What struck me was his nonchalance at a piece of technology not working right. He LOVED using his computer (at the time he was at that teenage stage where talking to adults is too much trouble) and spent a good deal of time on it at our reunion. But he had no interest or compunction to figure out why it didn’t work the way he knew it should. “That’s just the way it works,” was his reply.
I just returned from the Florida Educational Technology Conference (FETC), looking at all the great technology that can help our young people attain academic success. And certainly, technology is important to their education. As more school districts go to electronic textbooks, as more of their teachers use social media and school learning systems to assign homework and assessments, as we as a society become more wired with at-our-fingertips information, it’s a cliché today to say that technology will play an ever increasing role in young people’s lives.

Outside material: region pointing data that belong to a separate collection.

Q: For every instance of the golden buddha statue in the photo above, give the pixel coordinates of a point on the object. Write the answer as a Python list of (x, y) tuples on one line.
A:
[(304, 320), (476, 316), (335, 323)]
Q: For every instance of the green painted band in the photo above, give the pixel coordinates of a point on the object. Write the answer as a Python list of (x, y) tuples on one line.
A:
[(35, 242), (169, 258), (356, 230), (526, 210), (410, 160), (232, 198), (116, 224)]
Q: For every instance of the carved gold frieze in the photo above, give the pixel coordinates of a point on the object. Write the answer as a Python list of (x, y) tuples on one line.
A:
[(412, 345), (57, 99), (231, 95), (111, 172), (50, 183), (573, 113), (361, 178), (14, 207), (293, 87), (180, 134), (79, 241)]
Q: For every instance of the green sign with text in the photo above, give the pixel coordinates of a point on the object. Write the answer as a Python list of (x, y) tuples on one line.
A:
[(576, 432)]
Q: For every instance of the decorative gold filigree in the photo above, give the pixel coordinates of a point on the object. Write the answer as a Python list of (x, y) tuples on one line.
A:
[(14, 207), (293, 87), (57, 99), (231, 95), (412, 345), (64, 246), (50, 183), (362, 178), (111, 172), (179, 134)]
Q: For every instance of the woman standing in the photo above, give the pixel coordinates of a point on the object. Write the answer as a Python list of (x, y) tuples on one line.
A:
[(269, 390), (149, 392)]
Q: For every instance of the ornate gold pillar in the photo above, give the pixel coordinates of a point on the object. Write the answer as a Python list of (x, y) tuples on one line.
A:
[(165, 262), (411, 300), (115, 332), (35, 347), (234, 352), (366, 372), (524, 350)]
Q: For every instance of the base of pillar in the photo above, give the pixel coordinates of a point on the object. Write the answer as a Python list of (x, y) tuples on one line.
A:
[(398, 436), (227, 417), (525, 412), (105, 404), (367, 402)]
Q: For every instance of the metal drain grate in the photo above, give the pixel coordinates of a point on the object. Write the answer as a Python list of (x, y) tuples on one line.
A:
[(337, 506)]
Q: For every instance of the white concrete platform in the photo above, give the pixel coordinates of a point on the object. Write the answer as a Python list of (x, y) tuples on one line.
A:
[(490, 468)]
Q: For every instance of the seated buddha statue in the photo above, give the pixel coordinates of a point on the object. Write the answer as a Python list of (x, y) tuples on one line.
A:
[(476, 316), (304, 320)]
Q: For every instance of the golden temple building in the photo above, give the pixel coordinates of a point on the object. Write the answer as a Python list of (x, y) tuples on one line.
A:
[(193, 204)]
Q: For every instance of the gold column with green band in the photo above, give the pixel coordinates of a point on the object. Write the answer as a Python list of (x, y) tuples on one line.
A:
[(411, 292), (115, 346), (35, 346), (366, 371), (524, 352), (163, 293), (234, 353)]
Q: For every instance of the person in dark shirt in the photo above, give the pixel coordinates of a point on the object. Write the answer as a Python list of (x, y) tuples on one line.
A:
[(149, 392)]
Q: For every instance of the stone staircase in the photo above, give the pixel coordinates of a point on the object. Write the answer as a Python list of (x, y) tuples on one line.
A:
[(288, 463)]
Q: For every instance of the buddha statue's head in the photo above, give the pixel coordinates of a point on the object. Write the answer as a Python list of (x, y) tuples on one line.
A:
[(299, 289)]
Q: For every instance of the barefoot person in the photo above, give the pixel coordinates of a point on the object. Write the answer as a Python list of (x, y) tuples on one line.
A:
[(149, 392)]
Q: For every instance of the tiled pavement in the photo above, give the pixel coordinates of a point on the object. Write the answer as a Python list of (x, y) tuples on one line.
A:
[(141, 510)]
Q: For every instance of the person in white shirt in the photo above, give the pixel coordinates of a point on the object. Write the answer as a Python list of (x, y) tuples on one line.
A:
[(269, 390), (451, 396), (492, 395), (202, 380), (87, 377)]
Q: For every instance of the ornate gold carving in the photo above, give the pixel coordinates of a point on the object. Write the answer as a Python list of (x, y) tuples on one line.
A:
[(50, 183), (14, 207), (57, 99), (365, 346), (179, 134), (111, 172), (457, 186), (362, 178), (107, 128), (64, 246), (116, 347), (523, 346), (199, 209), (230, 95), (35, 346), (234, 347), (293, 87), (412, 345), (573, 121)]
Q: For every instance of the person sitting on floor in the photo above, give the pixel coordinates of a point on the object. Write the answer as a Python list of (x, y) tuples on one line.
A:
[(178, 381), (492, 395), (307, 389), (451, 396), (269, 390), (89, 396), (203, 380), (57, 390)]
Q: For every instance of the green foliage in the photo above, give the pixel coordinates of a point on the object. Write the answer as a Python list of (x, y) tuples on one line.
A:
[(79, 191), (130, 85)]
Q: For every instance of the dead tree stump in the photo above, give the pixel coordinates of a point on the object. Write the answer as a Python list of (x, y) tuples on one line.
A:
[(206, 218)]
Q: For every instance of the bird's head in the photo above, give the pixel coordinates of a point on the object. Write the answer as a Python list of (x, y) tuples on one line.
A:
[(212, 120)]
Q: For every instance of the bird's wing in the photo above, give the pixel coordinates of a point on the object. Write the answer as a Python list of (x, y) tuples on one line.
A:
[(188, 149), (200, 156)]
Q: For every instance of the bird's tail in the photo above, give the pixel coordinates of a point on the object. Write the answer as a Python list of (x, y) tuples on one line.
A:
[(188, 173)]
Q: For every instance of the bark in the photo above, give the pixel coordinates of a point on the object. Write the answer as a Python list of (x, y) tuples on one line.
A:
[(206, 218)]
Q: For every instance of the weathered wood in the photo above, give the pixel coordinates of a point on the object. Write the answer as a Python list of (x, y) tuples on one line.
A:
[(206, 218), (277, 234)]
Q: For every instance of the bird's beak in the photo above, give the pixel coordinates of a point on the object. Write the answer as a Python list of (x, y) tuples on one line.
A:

But I reflect back on my experience with my nephew, and I wonder if we are doing a service to our youth if we only use technology to teach them and don’t teach them about technology. If they’re not able to troubleshoot, to bring together different media to create content and to WORK WITH and not just use technology, then they will be no better than those of us who lived with encyclopedias and slide rules. Because they will not have taken charge of their technology environment but will merely react to it.
At Boys & Girls Clubs of America, we believe that youth must not only be in their environment, but must also have influence over it. To that end, BGCA with partners Microsoft and Comcast provides the Club Tech programs, a suite of programs and resources that teach Club youth and teens to not just use technology but work with technology. I was at FETC to be part of a panel on using game design to engage youth in STEM, particularly the “T” in STEM.
BGCA, in conjunction with the AMD Changing the Game Foundation, gives Club youth a way to learn about game design with the Game Tech program. In a fun, engaging way, Game Tech teaches youth to program computers. Youth making their own video games are youth who are engaged in technology in a whole new way. But not just that, they learn logical thinking, organization and collaboration skills that are essential to today’s global-focused economy. With our corporate partners, BGCA is committed to the success of America’s young people. And that means something as simple as teaching them to change their homepage to something as complex as programming a video game.